Shift left security compliance

Most companies have security compliance requirements that you need to take into account when creating your software. Similarly to how you can express infrastructure and tests as code, you can shift left security compliance concerns into your development team. This blog shows how a team I worked in used Ansible in a (GitLab) delivery pipeline to create compliant Amazon Machine Images (AMI) containing our application.

CIS and STIG

There are institutions that have taken it upon themselves to come up with security benchmarks that companies can start from. For example:

  • The Center for Internet Security (CIS) offers benchmarks for oft-used applications and operations systems.

  • The Defense Information Systems Agency (DISA) offers “technical guidance to lock down information systems/software that might otherwise be vulnerable to a malicious computer attack“ through their Security Technical Implementation Guides (STIGs).

Both contain builds of compliant operating systems that you could use as the basis of your machine image. The company I worked for required CentOS 7, and I went and looked for a CIS benchmark for that. The CIS website has a list of hardened images, but I took a different route for several reasons.

  1. We had to pick from a predefined list of (hardened) in-company images.

  2. I wanted to understand the CIS benchmark and be able to deviate where desirable, for example, if required in order for a COTS application to run.

  3. We had to make sure that once our development team was done making changes, the resulting image could be checked once more for CIS compliance. This was part of the compliance requirement for autonomy, meaning that if your team can prove it can manage compliance, it gets the seal of approval.

seal of approval

A delivery pipeline with compliance as code

We set up a separate pipeline for making compliant AMIs. The delivery pipeline setup is as follows. Non-compliant AMIs can be deployed to Dev.

ami cis scan 1

Because of immutable infrastructure, you can redeploy to Dev until you’re content with your increment (represented by the built AMI). Most likely not every Dev redeploy has a security risk that you want to validate, and you’ll want to weigh the added value of a benchmark against the time it takes. But before propagating your AMI to Acc/Prod, you do want to be sure that it is both functional and compliant. This can be done by sending the AMI through the ami-cis-scan project, which takes the AMI, runs the CIS benchmark on it, and produces a new compliant AMI. That new AMI can then be deployed to the Test environment for functional testing. Before the ami-cis-scan project, each separate application would have its own propagate step, which makes the AMI available in a different AWS account where the Acc and Prod environment resides. In the new setup, the ami-cis-scan pipeline is the only one that has this step, meaning no AMI can go to Prod that hasn’t gone through a CIS benchmark scan.

The AMI CIS scan project

I ended up using the Ansible playbook in https://github.com/sanderv32/cis-rhel-ansible for its specific OS support, but there are other implementations around. This playbook does make changes and we found some of them had a negative impact on a few of the applications we intended to ship. The playbook can be run in dry-run mode to stay in control of making changes manually, but after a few tests to understand what it did, we let it make changes.

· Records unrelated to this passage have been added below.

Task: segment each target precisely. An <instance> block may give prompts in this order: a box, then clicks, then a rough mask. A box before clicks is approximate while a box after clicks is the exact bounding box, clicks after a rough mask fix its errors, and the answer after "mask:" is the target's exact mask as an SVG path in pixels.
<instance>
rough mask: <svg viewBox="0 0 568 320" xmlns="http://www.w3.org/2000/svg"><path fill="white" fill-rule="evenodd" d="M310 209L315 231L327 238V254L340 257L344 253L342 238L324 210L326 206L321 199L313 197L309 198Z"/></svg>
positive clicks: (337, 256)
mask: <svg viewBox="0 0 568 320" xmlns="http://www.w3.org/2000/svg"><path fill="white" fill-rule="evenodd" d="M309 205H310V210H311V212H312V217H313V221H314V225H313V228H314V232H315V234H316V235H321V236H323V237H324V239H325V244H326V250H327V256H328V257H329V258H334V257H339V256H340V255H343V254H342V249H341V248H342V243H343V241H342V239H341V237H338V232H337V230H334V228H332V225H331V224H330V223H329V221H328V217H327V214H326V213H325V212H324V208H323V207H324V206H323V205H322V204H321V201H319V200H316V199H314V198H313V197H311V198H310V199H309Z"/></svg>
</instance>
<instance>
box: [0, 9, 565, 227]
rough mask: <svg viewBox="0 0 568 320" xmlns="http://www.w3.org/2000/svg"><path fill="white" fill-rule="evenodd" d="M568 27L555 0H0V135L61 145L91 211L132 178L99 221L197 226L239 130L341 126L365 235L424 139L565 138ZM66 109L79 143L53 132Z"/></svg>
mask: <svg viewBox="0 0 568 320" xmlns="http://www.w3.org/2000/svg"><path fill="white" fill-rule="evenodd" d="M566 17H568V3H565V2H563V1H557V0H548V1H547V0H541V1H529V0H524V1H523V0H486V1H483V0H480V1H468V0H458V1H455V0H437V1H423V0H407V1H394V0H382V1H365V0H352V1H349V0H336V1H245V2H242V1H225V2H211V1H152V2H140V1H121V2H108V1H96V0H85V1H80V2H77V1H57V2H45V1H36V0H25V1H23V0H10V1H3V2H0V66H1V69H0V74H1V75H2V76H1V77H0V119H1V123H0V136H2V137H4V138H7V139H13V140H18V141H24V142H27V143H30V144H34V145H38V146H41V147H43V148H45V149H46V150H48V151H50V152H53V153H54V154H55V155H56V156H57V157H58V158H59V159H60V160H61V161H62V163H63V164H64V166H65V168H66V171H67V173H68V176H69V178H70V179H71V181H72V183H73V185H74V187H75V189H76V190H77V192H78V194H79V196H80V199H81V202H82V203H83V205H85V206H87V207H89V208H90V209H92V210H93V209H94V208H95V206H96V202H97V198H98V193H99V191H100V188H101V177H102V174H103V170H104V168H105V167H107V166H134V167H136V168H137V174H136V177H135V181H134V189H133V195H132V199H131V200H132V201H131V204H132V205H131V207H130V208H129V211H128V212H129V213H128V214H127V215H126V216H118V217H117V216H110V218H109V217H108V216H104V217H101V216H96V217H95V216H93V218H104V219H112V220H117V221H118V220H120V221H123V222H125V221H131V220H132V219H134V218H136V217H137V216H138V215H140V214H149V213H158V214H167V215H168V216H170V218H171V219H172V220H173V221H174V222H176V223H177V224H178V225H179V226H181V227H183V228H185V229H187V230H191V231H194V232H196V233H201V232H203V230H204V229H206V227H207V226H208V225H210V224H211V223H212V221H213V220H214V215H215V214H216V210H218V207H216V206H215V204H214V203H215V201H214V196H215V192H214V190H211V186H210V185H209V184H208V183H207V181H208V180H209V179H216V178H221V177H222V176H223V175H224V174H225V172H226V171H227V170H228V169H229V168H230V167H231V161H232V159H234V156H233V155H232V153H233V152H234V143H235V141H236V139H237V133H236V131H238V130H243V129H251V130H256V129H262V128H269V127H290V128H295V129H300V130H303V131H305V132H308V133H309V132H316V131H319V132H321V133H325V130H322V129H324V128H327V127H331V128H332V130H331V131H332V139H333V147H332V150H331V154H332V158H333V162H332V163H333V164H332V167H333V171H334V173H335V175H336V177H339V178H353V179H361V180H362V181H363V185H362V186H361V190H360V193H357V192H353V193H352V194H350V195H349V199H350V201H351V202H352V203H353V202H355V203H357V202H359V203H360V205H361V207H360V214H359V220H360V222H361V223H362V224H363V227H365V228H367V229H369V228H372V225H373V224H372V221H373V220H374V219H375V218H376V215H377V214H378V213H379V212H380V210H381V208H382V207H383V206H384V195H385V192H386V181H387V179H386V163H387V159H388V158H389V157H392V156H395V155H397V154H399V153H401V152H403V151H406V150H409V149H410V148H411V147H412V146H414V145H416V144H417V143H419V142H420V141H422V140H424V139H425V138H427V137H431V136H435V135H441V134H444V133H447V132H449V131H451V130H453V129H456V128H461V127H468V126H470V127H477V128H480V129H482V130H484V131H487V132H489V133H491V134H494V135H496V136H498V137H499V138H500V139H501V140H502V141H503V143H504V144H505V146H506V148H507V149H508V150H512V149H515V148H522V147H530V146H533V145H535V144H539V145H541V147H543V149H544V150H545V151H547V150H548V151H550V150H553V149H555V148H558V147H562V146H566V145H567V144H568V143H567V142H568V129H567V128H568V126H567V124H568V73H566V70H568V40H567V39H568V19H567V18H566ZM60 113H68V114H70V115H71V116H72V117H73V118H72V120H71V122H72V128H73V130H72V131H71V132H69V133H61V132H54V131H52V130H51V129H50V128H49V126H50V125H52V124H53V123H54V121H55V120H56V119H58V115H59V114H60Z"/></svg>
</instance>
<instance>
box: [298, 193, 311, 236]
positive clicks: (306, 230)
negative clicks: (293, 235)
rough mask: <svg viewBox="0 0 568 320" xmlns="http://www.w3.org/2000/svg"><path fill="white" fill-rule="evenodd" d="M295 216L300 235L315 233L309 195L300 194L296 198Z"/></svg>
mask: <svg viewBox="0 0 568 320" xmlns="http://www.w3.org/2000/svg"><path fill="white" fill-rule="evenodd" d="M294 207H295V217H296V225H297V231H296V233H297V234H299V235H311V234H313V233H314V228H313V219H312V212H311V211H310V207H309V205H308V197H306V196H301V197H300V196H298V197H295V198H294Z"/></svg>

Ansible tasks in the CIS scan playbook

cis scan ansible tasks

We interpreted each of the steps and adjusted or skipped some in collaboration with the security compliance department. We also made sure to read up on the rationale behind the benchmark to understand what risk was being addressed, so that we could take a responsible alternative decision in situations where the software requirements conflicted with the security measures. For example, the following snippet from section_01_level2.yml makes sure on SELinux is enforced (literally it makes sure enforcement isn’t turned off), which one of the COTS applications we needed to deploy struggled with.

- name: 1.4.1 Enable SELinux in /etc/grub.conf (Scored)
  lineinfile: >
    state=absent
    dest=/etc/grub.conf
    line="enforcing=0"
  tags:
    - scored
    - section1.4
    - section1.4.1

We found that someone had turned off enforcing to restore some application functionality. This meant SELinux was not disabled but also not actually helping to guarantee our security the way it’s supposed to. Some research into SELinux into this setting showed that we were leaving our system needlessly at risk. We also found that there was a more fine-grained approach to making the application work (using semanage permissive).

Conclusion

In essence, this is a shift left of your security compliance concerns. Don’t wait for an audit or assume some security ambassador will come and check once you’re done. Include the requirements in your software delivery process in an automated testable manner.